While our study did find compelling evidence that that a premitotic expression of NS-Pten does not result in sensorimotor deficits, there are several potential limitations. For instance, the PPI protocol is inherently stressful. It is possible that anxiety could have masked a sensorimotor gating deficit. Therefore, taking additional steps to minimize animal stress such as increasing the habituation time in the room or further acclimating the animals to the experimental space prior to testing may be beneficial in future studies and ensure that stress does not mask any subtle deficit. However, we have assessed PPI using the same protocol in other strains and found significant differences¹⁶. Furthermore, the NS-Pten mice used have previously been shown to have a stress-resistant phenotype⁹. Therefore, while it is possible that anxiety could have influenced the results, we do not think it is likely. Another potential limitation is the incidence of seizures in the Pten mice. While the seizures are spontaneous and relatively infrequent, they can be severe. It is possible that seizures may have affected the mouse’s behavior in the PPI task, potentially masking a deficit.

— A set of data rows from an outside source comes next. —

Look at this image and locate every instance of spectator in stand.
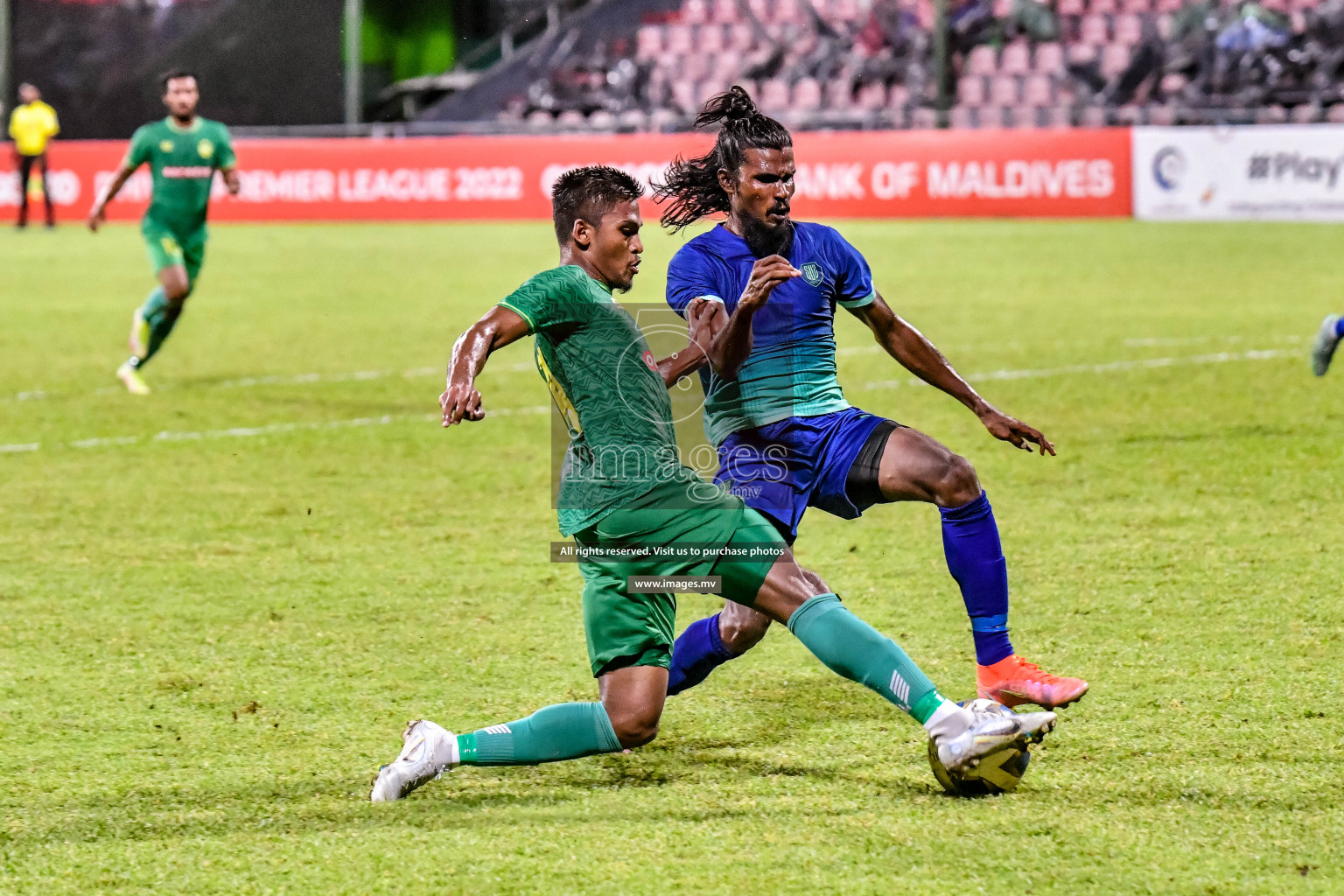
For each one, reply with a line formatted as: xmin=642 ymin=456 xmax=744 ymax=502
xmin=853 ymin=0 xmax=929 ymax=86
xmin=10 ymin=83 xmax=60 ymax=228
xmin=948 ymin=0 xmax=1059 ymax=56
xmin=1305 ymin=0 xmax=1344 ymax=100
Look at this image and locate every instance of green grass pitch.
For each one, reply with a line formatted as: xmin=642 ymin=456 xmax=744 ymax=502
xmin=0 ymin=221 xmax=1344 ymax=896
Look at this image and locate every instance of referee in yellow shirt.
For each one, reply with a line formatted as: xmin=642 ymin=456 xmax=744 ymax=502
xmin=10 ymin=83 xmax=60 ymax=227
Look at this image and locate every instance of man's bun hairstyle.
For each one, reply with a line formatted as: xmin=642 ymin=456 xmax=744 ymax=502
xmin=551 ymin=165 xmax=644 ymax=246
xmin=653 ymin=85 xmax=793 ymax=231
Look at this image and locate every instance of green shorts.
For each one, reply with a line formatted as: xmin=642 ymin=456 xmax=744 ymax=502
xmin=140 ymin=218 xmax=206 ymax=284
xmin=574 ymin=481 xmax=788 ymax=677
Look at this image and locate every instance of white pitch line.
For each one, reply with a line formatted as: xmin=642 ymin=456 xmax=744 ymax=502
xmin=0 ymin=404 xmax=550 ymax=454
xmin=0 ymin=361 xmax=536 ymax=402
xmin=863 ymin=348 xmax=1299 ymax=389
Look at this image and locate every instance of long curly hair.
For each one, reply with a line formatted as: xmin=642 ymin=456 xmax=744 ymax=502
xmin=653 ymin=86 xmax=793 ymax=233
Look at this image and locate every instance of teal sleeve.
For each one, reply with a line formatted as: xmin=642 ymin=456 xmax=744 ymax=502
xmin=122 ymin=128 xmax=153 ymax=168
xmin=499 ymin=266 xmax=592 ymax=333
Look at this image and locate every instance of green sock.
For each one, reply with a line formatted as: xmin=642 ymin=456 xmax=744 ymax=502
xmin=457 ymin=703 xmax=621 ymax=766
xmin=789 ymin=594 xmax=943 ymax=724
xmin=135 ymin=286 xmax=181 ymax=368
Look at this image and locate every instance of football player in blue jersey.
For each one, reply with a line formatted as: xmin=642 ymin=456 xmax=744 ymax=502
xmin=656 ymin=88 xmax=1088 ymax=710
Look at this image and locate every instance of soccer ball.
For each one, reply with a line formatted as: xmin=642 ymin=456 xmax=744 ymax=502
xmin=928 ymin=700 xmax=1031 ymax=796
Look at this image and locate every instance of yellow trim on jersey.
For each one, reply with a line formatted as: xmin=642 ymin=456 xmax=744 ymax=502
xmin=532 ymin=344 xmax=584 ymax=439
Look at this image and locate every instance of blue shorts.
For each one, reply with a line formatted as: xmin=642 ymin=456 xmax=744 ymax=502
xmin=714 ymin=407 xmax=887 ymax=542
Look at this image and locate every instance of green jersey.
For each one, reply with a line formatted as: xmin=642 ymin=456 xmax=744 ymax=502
xmin=500 ymin=264 xmax=700 ymax=535
xmin=125 ymin=117 xmax=236 ymax=235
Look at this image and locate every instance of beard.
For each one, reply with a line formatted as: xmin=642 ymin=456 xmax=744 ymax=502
xmin=742 ymin=215 xmax=793 ymax=258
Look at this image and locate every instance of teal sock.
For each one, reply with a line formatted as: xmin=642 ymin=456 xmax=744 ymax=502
xmin=135 ymin=286 xmax=181 ymax=368
xmin=457 ymin=703 xmax=621 ymax=766
xmin=789 ymin=594 xmax=943 ymax=724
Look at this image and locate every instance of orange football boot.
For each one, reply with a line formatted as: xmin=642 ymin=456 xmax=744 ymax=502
xmin=976 ymin=653 xmax=1088 ymax=710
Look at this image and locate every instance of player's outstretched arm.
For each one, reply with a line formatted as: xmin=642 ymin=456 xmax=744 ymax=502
xmin=710 ymin=256 xmax=801 ymax=380
xmin=853 ymin=296 xmax=1055 ymax=454
xmin=659 ymin=298 xmax=729 ymax=388
xmin=438 ymin=304 xmax=528 ymax=426
xmin=88 ymin=163 xmax=140 ymax=234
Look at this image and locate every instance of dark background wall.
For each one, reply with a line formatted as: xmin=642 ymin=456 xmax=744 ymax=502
xmin=10 ymin=0 xmax=343 ymax=138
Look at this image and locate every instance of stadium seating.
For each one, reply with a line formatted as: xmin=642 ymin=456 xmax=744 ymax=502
xmin=502 ymin=0 xmax=1344 ymax=129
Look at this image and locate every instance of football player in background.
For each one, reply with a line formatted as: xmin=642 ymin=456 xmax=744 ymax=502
xmin=88 ymin=70 xmax=239 ymax=395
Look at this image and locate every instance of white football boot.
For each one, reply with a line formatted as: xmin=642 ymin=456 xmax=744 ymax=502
xmin=928 ymin=698 xmax=1056 ymax=771
xmin=368 ymin=718 xmax=459 ymax=803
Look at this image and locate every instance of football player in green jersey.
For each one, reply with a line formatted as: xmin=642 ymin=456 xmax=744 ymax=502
xmin=371 ymin=165 xmax=1055 ymax=802
xmin=88 ymin=70 xmax=239 ymax=395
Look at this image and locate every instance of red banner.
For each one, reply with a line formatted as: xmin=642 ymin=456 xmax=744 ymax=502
xmin=0 ymin=128 xmax=1131 ymax=220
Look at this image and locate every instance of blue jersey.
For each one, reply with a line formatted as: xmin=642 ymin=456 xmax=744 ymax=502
xmin=668 ymin=221 xmax=875 ymax=444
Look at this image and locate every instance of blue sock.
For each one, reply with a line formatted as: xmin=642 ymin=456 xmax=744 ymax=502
xmin=938 ymin=492 xmax=1012 ymax=666
xmin=668 ymin=612 xmax=737 ymax=696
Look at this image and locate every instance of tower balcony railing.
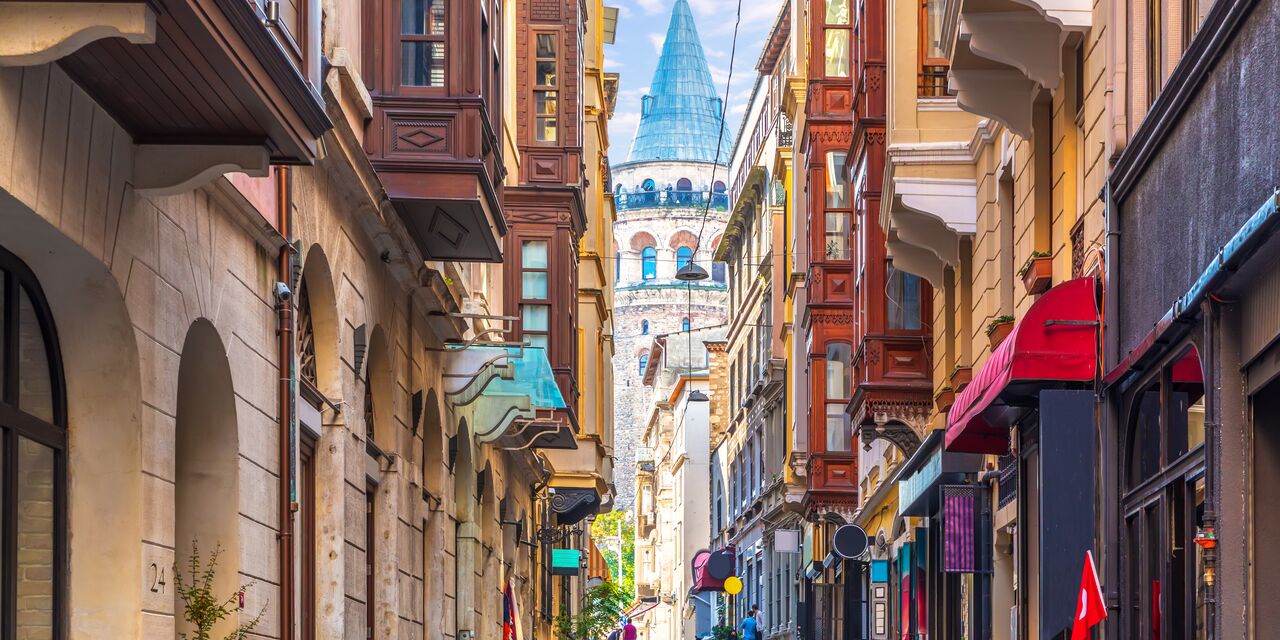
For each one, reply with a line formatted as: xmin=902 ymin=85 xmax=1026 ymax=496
xmin=617 ymin=189 xmax=728 ymax=211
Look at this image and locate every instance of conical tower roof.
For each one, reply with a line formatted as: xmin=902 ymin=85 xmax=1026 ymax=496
xmin=627 ymin=0 xmax=733 ymax=164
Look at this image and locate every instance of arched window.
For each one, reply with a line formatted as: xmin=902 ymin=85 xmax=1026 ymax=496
xmin=823 ymin=342 xmax=852 ymax=452
xmin=0 ymin=248 xmax=67 ymax=631
xmin=676 ymin=247 xmax=694 ymax=270
xmin=640 ymin=247 xmax=658 ymax=280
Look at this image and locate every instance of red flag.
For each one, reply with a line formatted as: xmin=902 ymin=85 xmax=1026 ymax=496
xmin=1071 ymin=550 xmax=1107 ymax=640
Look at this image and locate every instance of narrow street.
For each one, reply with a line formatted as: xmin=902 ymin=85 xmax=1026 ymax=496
xmin=0 ymin=0 xmax=1280 ymax=640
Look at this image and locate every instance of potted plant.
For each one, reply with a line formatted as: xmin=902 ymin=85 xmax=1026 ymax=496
xmin=174 ymin=541 xmax=266 ymax=640
xmin=987 ymin=314 xmax=1014 ymax=351
xmin=933 ymin=387 xmax=956 ymax=413
xmin=1018 ymin=251 xmax=1053 ymax=296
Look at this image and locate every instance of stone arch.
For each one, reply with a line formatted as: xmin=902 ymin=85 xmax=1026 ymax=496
xmin=0 ymin=189 xmax=145 ymax=637
xmin=365 ymin=325 xmax=401 ymax=453
xmin=631 ymin=232 xmax=658 ymax=251
xmin=667 ymin=229 xmax=698 ymax=251
xmin=174 ymin=319 xmax=241 ymax=636
xmin=297 ymin=244 xmax=342 ymax=401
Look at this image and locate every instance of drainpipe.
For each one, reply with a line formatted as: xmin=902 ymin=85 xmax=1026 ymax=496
xmin=1094 ymin=183 xmax=1121 ymax=637
xmin=275 ymin=166 xmax=297 ymax=637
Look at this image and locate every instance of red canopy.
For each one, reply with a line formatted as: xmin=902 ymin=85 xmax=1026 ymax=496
xmin=946 ymin=278 xmax=1098 ymax=454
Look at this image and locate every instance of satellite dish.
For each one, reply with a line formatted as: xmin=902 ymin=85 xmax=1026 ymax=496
xmin=707 ymin=549 xmax=735 ymax=581
xmin=831 ymin=525 xmax=870 ymax=559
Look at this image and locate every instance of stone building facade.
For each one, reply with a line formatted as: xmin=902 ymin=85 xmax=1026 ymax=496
xmin=0 ymin=0 xmax=616 ymax=640
xmin=613 ymin=0 xmax=732 ymax=509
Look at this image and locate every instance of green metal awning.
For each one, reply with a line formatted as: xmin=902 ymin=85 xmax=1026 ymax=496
xmin=444 ymin=346 xmax=577 ymax=449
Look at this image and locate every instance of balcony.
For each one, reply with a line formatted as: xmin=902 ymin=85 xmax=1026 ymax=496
xmin=0 ymin=0 xmax=330 ymax=193
xmin=942 ymin=0 xmax=1092 ymax=137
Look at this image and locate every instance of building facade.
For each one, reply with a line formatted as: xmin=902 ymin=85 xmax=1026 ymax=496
xmin=612 ymin=0 xmax=732 ymax=509
xmin=0 ymin=0 xmax=616 ymax=639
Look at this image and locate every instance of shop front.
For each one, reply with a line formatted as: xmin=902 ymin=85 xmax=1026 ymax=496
xmin=945 ymin=278 xmax=1100 ymax=640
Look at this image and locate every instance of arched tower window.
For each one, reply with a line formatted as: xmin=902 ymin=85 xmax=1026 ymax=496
xmin=676 ymin=247 xmax=694 ymax=270
xmin=0 ymin=248 xmax=67 ymax=630
xmin=640 ymin=247 xmax=658 ymax=280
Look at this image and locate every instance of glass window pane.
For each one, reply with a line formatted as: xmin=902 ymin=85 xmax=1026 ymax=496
xmin=538 ymin=33 xmax=556 ymax=58
xmin=827 ymin=151 xmax=849 ymax=209
xmin=520 ymin=305 xmax=552 ymax=332
xmin=401 ymin=42 xmax=444 ymax=87
xmin=14 ymin=438 xmax=55 ymax=639
xmin=18 ymin=289 xmax=54 ymax=422
xmin=401 ymin=0 xmax=444 ymax=36
xmin=534 ymin=91 xmax=557 ymax=115
xmin=824 ymin=211 xmax=849 ymax=260
xmin=520 ymin=241 xmax=547 ymax=269
xmin=534 ymin=61 xmax=556 ymax=87
xmin=827 ymin=0 xmax=849 ymax=24
xmin=824 ymin=29 xmax=849 ymax=78
xmin=520 ymin=271 xmax=547 ymax=300
xmin=827 ymin=402 xmax=852 ymax=452
xmin=887 ymin=269 xmax=920 ymax=332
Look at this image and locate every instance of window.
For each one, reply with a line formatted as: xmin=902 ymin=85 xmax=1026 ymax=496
xmin=823 ymin=151 xmax=852 ymax=260
xmin=676 ymin=247 xmax=694 ymax=270
xmin=520 ymin=239 xmax=552 ymax=349
xmin=401 ymin=0 xmax=445 ymax=87
xmin=1120 ymin=346 xmax=1208 ymax=639
xmin=824 ymin=342 xmax=852 ymax=453
xmin=823 ymin=0 xmax=850 ymax=78
xmin=916 ymin=0 xmax=951 ymax=97
xmin=534 ymin=33 xmax=559 ymax=142
xmin=640 ymin=247 xmax=658 ymax=280
xmin=886 ymin=268 xmax=920 ymax=332
xmin=0 ymin=250 xmax=67 ymax=637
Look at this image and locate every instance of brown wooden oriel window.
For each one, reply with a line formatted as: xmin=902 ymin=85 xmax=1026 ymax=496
xmin=534 ymin=33 xmax=559 ymax=142
xmin=520 ymin=238 xmax=552 ymax=349
xmin=399 ymin=0 xmax=448 ymax=88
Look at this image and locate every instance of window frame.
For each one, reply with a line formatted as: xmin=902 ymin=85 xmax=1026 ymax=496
xmin=529 ymin=27 xmax=564 ymax=146
xmin=0 ymin=247 xmax=69 ymax=637
xmin=515 ymin=238 xmax=556 ymax=357
xmin=387 ymin=0 xmax=457 ymax=91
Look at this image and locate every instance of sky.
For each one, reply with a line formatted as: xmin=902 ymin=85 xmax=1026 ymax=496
xmin=604 ymin=0 xmax=782 ymax=163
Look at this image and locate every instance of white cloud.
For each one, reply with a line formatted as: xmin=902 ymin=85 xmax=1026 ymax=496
xmin=636 ymin=0 xmax=667 ymax=14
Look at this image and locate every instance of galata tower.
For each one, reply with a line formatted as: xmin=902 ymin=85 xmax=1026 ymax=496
xmin=612 ymin=0 xmax=732 ymax=511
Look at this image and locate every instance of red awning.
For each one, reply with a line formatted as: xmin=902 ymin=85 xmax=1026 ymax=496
xmin=946 ymin=278 xmax=1098 ymax=454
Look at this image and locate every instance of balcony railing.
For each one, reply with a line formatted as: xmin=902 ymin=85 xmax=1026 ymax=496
xmin=617 ymin=189 xmax=728 ymax=211
xmin=915 ymin=64 xmax=955 ymax=97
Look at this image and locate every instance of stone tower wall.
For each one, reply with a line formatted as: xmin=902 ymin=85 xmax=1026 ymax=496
xmin=613 ymin=161 xmax=728 ymax=509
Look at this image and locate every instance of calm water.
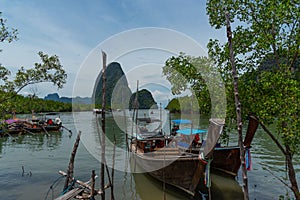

Overall, our study provides evidence that the PI3K/AKT/mTOR pathway does not consistently affect sensorimotor gating behaviors in Pten mice. This indicates that any relationship between the two may be contingent on specific developmental stages, expression in particular cell types, or the presence of comorbidities such as seizures. Thus, mTOR appears to have an indirect and nuanced connection to sensorimotor gating processes. This conclusion is supported by a prior study that assessed PPI in a transgenic mouse model of tuberous sclerosis complex, another model of ASD and mTOR hyperactivation, which similarly reported no deficits in prepulse inhibition between WT and KO mice¹⁷. Taken together, the literature then indicates that despite mTOR’s contribution to an autistic-like phenotype, it does not unconditionally contribute to the onset of sensorimotor gating deficits, playing a more modest role.